Шагов за двести от окраин, лёгкие конники повернули, начали обтекать Массаишь по окружности. Небо наполнил неясный рассерженный гул…

Он едва успел вскинуть оба щита, закрывая себя и разбойницу, как с неба посыпался острый жалящий град. Он будто вернулся в прошлое, на шесть лет назад. Наёмник, в рядах пеших товарищей, встречающий налёт салхитской конницы.

— Давай! — закричала Сагмира.

Он знал, что делать. Быстро поднялся одновременно с разбойницей, на миг приспустил щиты, открывая обзор. Увидел конников, в адской карусели стремительно проносящихся мимо. Сагмира, не целясь, пустила стрелу. Дарик сдвинул щиты. Почувствовал, как один вздрогнул под попаданием и присел, скрываясь за бортиком крыши.

Разбойница наложила на лук очередную стрелу.

— Готов?!

Они вскочили, действуя по отработанной схеме. Чёрный Ястреб пустила стрелу и вдруг смачно выругалась. Дарик не понял причины, потому что в них тут же полетела ответка. Пришлось укрываться щитами.

— Собачьи дети растаскивают колючки! — закричала разбойница.

Оказалось, пока основная часть всадников обстреливали Массаишь, несколько отрядов, с разгона промчались мимо «ежей», зацепляя торчащие заострённые колья арканами. Женщина без предупреждения выпрямилась из-за щитов, пуская стрелу им вслед.

Дарик вскочил, ловя щитом предназначенную Сагмире стрелу. Увидел, как с соседних крыш в арканщиков стреляют арбалетчики тавантинов. Поздно. Поздно!

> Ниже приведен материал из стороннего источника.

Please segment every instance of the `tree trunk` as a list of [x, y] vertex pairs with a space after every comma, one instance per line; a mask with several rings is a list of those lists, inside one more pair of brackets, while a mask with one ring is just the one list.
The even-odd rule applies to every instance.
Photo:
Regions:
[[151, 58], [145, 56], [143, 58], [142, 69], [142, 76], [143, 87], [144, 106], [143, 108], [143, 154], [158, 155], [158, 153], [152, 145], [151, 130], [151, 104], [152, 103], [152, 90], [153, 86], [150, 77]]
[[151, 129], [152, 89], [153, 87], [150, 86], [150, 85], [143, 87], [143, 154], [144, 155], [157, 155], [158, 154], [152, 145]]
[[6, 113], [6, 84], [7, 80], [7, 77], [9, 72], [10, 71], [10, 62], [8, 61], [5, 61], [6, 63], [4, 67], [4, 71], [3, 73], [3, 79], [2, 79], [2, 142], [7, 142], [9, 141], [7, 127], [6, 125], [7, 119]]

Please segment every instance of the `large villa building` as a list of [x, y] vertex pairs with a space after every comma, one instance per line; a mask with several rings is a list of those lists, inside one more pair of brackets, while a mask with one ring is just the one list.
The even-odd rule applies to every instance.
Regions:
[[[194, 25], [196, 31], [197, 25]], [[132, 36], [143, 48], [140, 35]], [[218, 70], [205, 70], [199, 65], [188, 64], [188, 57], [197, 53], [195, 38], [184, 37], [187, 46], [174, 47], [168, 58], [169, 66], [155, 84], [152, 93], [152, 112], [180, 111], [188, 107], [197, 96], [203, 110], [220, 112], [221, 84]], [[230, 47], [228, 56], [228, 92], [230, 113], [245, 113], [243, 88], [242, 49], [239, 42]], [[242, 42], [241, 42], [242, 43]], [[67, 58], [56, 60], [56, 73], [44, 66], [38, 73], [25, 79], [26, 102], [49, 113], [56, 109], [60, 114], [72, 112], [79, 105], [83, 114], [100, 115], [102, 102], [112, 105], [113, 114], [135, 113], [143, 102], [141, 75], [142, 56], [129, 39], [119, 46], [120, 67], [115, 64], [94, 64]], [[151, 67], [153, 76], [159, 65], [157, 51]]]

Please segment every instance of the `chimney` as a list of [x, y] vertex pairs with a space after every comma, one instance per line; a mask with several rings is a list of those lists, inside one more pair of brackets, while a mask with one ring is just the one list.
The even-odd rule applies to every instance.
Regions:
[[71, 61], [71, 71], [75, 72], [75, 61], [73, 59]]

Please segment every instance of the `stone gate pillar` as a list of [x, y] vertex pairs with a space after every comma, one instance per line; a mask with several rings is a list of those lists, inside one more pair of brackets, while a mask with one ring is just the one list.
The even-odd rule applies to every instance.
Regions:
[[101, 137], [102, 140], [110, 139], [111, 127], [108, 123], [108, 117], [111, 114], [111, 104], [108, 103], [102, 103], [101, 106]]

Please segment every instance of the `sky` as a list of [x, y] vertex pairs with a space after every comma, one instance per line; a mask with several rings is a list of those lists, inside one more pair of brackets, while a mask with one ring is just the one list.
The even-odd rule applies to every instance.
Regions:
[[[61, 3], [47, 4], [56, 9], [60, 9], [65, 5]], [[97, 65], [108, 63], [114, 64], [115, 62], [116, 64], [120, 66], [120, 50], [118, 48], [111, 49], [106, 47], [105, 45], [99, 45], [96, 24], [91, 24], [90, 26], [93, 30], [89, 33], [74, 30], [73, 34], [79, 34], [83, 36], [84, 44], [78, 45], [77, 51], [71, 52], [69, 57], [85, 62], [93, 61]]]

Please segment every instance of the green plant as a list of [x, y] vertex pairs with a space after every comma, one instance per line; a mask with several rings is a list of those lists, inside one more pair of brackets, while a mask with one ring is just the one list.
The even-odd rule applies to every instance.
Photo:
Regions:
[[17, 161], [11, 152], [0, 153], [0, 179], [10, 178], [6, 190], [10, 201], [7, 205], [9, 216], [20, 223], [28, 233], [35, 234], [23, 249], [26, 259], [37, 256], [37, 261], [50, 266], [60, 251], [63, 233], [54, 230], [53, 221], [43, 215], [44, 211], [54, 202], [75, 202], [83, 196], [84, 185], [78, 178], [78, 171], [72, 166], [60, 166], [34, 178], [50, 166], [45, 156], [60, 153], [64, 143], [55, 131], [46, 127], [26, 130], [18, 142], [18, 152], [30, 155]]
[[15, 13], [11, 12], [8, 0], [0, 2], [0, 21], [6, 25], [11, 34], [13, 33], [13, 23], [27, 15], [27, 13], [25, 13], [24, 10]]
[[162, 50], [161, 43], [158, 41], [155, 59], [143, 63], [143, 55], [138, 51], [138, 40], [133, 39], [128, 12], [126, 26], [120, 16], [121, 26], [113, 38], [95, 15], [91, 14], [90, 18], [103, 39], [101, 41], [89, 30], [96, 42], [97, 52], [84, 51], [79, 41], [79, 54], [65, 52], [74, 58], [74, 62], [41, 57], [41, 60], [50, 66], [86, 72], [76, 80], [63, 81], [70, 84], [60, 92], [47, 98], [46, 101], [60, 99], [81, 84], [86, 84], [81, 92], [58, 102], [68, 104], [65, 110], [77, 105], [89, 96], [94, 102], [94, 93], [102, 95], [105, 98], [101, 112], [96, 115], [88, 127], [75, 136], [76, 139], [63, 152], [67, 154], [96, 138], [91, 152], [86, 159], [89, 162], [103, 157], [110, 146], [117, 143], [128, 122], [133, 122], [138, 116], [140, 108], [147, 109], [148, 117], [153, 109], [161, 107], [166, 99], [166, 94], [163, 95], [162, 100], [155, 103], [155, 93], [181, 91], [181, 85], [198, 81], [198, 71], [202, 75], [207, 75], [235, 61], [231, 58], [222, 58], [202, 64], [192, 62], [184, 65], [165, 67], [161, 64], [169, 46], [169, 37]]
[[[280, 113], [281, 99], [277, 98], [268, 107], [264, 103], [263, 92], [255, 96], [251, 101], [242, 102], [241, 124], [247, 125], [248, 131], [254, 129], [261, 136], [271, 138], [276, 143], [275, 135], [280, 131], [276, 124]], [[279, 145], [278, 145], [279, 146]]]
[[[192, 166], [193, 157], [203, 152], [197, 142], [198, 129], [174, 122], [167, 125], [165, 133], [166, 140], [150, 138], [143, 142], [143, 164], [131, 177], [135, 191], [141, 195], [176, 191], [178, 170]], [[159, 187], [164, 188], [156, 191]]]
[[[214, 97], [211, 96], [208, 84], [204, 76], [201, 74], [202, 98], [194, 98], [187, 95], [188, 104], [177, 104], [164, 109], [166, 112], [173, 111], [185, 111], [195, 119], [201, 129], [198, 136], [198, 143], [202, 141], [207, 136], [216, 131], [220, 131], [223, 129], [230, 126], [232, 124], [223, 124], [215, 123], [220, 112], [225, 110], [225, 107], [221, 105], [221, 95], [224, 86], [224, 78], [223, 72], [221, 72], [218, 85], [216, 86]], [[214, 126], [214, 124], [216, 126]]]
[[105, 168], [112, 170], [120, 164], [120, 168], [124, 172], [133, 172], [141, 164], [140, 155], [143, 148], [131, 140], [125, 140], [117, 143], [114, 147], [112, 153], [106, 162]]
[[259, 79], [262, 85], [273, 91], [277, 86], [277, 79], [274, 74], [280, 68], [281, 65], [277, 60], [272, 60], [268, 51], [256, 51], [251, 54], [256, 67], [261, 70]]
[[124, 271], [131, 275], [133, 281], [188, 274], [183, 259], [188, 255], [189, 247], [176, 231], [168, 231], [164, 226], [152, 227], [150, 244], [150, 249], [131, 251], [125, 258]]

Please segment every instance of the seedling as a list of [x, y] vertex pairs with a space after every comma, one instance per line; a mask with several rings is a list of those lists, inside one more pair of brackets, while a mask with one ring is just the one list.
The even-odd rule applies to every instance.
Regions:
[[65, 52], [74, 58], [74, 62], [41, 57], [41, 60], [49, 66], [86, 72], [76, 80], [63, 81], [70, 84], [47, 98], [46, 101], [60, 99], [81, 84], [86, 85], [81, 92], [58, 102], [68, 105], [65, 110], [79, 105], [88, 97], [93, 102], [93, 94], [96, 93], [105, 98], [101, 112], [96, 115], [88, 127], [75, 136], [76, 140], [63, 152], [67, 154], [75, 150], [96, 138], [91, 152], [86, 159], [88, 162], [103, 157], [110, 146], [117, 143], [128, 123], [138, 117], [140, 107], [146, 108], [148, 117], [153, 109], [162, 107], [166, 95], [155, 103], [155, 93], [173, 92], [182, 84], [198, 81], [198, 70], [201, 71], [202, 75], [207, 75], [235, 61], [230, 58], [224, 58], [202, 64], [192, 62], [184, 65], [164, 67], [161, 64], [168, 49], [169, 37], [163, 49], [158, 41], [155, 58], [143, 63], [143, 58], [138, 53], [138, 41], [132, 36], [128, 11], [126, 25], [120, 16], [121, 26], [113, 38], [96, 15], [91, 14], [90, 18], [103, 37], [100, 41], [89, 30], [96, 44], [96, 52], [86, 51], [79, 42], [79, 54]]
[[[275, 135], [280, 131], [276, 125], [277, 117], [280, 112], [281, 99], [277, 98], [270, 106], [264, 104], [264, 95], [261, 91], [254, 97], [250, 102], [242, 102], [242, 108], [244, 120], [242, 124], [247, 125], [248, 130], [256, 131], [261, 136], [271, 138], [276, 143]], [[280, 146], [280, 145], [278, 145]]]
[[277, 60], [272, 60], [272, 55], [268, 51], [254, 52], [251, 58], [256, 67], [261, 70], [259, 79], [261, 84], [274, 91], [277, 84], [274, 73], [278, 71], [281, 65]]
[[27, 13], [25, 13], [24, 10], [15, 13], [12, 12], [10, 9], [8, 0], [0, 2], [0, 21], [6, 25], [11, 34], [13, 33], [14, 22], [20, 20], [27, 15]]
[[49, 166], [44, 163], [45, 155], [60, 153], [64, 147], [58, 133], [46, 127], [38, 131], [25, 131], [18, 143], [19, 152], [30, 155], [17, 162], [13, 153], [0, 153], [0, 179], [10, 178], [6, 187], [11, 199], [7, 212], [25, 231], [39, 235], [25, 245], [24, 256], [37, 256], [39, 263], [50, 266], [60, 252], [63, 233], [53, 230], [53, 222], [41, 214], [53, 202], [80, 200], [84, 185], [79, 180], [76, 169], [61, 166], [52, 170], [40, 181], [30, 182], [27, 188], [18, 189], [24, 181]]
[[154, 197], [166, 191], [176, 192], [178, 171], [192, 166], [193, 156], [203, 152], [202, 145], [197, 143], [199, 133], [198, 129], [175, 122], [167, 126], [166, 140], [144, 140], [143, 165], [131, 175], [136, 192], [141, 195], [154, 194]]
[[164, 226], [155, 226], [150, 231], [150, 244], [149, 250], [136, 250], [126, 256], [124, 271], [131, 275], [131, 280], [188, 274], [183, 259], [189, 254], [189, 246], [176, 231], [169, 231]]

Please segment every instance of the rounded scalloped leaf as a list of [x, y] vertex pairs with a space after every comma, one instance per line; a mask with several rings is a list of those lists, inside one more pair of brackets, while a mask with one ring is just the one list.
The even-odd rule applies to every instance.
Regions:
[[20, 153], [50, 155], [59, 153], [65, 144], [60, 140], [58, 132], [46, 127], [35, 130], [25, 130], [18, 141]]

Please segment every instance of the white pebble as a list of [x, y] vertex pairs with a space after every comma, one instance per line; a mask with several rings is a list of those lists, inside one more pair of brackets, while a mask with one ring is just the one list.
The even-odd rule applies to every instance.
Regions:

Пусть атраванцы не смогли утащить заграждения, зато они сумели их развернуть, открыв широкий проход. Кружащееся кольцо стреляющих всадников разомкнулось, пропуская латную конницу. Дарик не видел, что творится на другом конце города, но по встревоженным крикам полагал, что там враги провели схожий манёвр. Набирая скорость, на них полетел бронированный клин...

Десяток ошалелых тавантинов с щитами и копьями, выскочили на дорогу, пытаясь заслонить собой брешь. Их буквально смело. Неудержимым потоком, с лязгом и бряцаньем, катафракты вливалась в улочки Массаиша.

Обстрел со стороны лёгкой конницы ослаб и почти прекратился.

— Бей! — надрывно закричала Сагмира, вскакивая во весь рост.

Стрелы летели с её лука одна за другой. Ожили стрелки на крышах и в бадгирах.[2] На головы кушантским всадникам обрушился град стрел и болтов. Недавние рабы плескали на улочки кипятком из узких окон.

Улицы наполнились криками боли и гнева, воем и стонами раненных всадников, ржанием и истошным визгом ошпаренных лошадей. С десяток катафрактов полетели на землю, но остальные только пришпорили скакунов, стремясь ворваться на площадь перед бетелем, безжалостно затаптывали упавших. Улицы неожиданно перекрыли телеги, с набитыми на борта щитами, заставленные корзинами с песком и камнями. Через заслоны густо посыпались стрелы. Из-за корзин высунулись гвизармы и копья, дырявя и стаскивая крюками попавших в ловушку кавалеристов. Атраванцы закружились, смешались, сталкиваясь в беспорядке и мешая друг другу. Щетинясь копьями из кривых переулков начала напирать тавантинская пехота.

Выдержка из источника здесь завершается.